Yellow Chili Facts In A Gist

  • Origin: Peru
  • Species: Capsicum Baccatum
  • Scoville: 30,0000 – 50,000 SHU
  • Size: 4 to 5 inches long with tapered body
  • Flavor: Sweet and fruity with moderate heat
  • Color: Yellow/Orange

Origin And Species

It’s a member of capsicum baccatum, one of the five species of all edible chilies. It’s basically a Peruvian chili though they are cultivated in a few places elsewhere in South America. Traditionally, yellow chili is part of the “holy trinity” in Peruvian cooking, along with red onion and garlic.

According to Peruvian folklore legends, this chile was first cultivated in Peru in 2500 BC, and the pepper still remains primarily regionalized in Peru. On a limited scale, today they are cultivated in a few countries outside Peru including South and Central America, the United States, Hawaii, Australia, and a few places in Asia.

By the way, Capsicum baccatum is one of the rarer domesticated species within the Capsicum genus. Also known as Aji Escabeche, this pepper is lower medium-hot chili and is mostly available in the fall.

How Hot Is Yellow Chili?

A frequently asked question Is Aji Amarillo hot? On the Scoville Scale, the heat level of this chili Scoville ranges from 30,000 to 50,000 Scoville Heat Units and 40,000 SHU on average. It’s right at the bottom of medium-hot chilies on the Scoville Scale. Of course, it isn’t mild as to merely be a simmer and not so hot as to turn off all. Its heat is tolerable to most people and does not have enough punch to bring your tears rolling down your cheek.

The well-known Serrano pepper typically matches its Scoville. Cayenne and Tabasco chilies do have a similar heat profile as this Peruvian chili. Compared to the familiar Jalapeno pepper, yellow chili is up to 10 times hotter.

What Do Aji Amarillo Taste And Look Like?

The name “yellow chili’ denotes its color, a rare pigment for chilies in general. However, the chili changes from yellow to a fiery orange on maturing. Size-wise, it grows to four to five inches in length with a moderately slim body and thick juicy walls. To describe it further, this pepper is elongated, slightly curved, and is tapered with an oblong shape. Beneath the skin, the flesh is faint orange, crisp, and aqueous and its central cavity is filled with porous membranes and flat, cream-colored seeds.

What does aji amarillo taste like? This Peruvian chili has a splendid blend of mixed flavors that include hints of tropical fruits, and mildly raisin. Its taste has a close affinity to fruity scotch bonnet though yellow pepper to more brighter in taste. On the whole, the enjoyable fruity flavor, raisin-like aroma, moderate heat, and broader shape make this Peruvian chili an excellent addition to a variety of recipes and cooking styles.

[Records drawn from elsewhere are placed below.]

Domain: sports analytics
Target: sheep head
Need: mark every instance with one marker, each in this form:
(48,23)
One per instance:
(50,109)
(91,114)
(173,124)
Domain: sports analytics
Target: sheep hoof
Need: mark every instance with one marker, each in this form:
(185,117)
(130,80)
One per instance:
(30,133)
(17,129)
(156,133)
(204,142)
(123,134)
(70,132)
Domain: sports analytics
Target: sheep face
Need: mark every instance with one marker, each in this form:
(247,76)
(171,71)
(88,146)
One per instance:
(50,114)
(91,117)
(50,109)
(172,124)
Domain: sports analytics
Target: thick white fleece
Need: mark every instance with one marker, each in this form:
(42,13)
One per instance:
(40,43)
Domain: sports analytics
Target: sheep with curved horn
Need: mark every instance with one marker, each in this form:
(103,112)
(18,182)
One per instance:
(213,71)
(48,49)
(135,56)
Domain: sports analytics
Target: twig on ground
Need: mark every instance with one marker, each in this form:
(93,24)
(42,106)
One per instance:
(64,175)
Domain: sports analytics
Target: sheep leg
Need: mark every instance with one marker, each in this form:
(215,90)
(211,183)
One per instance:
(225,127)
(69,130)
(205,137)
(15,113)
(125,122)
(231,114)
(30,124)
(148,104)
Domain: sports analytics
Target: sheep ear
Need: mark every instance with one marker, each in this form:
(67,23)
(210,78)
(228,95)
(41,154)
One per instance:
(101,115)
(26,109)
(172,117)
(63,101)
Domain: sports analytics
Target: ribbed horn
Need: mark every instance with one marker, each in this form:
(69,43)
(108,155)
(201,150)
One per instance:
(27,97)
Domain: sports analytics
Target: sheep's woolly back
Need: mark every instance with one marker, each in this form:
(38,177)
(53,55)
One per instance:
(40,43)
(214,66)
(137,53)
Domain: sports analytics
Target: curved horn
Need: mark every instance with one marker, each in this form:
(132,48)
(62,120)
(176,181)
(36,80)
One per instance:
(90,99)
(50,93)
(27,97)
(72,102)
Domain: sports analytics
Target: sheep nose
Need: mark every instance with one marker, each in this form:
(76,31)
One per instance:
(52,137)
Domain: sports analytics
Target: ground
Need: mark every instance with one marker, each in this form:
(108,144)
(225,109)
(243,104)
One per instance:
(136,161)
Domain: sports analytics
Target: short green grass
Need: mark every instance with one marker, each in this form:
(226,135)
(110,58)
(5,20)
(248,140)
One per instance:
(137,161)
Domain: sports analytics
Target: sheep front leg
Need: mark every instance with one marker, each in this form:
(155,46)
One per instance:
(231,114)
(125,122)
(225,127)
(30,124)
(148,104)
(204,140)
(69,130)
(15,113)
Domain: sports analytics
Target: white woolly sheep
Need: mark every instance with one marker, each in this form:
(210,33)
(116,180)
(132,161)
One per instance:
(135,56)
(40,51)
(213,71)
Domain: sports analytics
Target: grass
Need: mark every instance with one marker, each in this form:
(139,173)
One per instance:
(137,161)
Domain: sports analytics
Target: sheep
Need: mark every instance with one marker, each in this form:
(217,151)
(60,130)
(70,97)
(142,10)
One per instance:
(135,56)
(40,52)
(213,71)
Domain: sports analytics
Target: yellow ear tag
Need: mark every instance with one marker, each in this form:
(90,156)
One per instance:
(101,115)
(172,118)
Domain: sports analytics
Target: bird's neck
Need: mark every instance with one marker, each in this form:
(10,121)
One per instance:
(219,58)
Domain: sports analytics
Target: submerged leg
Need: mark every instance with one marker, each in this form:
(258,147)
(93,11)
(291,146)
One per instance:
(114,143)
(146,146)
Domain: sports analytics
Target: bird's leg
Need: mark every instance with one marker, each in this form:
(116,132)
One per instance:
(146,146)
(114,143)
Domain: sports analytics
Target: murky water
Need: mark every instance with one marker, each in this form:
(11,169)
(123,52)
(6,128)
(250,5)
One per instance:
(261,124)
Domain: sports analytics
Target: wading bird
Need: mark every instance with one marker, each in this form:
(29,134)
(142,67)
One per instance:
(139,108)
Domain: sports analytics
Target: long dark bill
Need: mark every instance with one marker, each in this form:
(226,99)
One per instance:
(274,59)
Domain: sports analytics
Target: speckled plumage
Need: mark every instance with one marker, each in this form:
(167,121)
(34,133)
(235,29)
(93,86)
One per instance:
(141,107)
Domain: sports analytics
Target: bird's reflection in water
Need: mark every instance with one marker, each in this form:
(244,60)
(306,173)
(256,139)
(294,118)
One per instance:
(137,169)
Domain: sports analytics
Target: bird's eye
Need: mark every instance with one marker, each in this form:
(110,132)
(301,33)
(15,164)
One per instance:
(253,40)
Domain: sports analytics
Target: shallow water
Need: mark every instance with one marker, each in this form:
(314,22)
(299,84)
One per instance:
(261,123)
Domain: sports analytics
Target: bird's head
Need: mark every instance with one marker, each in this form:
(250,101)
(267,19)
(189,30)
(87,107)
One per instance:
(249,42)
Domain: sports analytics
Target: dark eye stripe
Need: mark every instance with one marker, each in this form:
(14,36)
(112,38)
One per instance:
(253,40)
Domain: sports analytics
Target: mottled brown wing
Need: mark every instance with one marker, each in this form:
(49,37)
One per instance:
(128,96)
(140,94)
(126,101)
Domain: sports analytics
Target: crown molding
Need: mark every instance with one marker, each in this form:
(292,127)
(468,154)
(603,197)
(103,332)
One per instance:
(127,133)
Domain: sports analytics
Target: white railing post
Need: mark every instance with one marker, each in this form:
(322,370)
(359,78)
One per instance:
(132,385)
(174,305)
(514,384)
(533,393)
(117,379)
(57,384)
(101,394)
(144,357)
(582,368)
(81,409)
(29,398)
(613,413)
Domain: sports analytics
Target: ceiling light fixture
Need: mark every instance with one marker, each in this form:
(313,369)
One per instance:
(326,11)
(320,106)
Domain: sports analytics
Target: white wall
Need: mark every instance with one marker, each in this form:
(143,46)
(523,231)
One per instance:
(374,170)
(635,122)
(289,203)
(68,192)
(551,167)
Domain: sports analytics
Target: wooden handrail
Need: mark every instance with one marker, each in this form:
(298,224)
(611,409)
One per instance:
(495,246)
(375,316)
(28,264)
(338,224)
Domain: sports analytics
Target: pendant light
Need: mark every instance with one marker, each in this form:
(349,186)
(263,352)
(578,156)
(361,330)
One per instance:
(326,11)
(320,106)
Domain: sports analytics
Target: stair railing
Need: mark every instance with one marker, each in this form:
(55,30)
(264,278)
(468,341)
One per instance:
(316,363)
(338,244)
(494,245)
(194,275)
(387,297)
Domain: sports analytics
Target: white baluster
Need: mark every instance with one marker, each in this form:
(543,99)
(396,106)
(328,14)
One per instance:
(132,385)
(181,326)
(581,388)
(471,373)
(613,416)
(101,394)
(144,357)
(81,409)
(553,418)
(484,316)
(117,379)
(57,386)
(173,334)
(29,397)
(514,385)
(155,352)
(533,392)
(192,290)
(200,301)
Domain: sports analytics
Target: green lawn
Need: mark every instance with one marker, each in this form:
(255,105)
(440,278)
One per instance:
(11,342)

Uses Of Yellow Chili In Peruvian Cuisine

Aji Amarillo spice is an unavoidable part of several Peruvian common dishes like papa a la huancaína, aji de gallina, as well as causa rellena. Sauces with this pepper not only have a bright complex flavor but also a distinctive orange/yellow color. Often used in seafood dishes, combined with root vegetables, and added in ceviche. Fresh yellow chilies are well utilized in everyday Peruvian cooking, especially in stews, sauces, and soups. You can use them in raw or cooked dishes like simmering, roasting, grilling, boiling, and stuffing. Chopped raw peppers are a nice addition to salsas, also use them sliced and tossed into salads; or add pureed chiles to hot sauces and pasta. Aji chili peppers pair well with poultry, pork, beef, fish, potatoes, beans, goat cheese, mango, rice, and many more.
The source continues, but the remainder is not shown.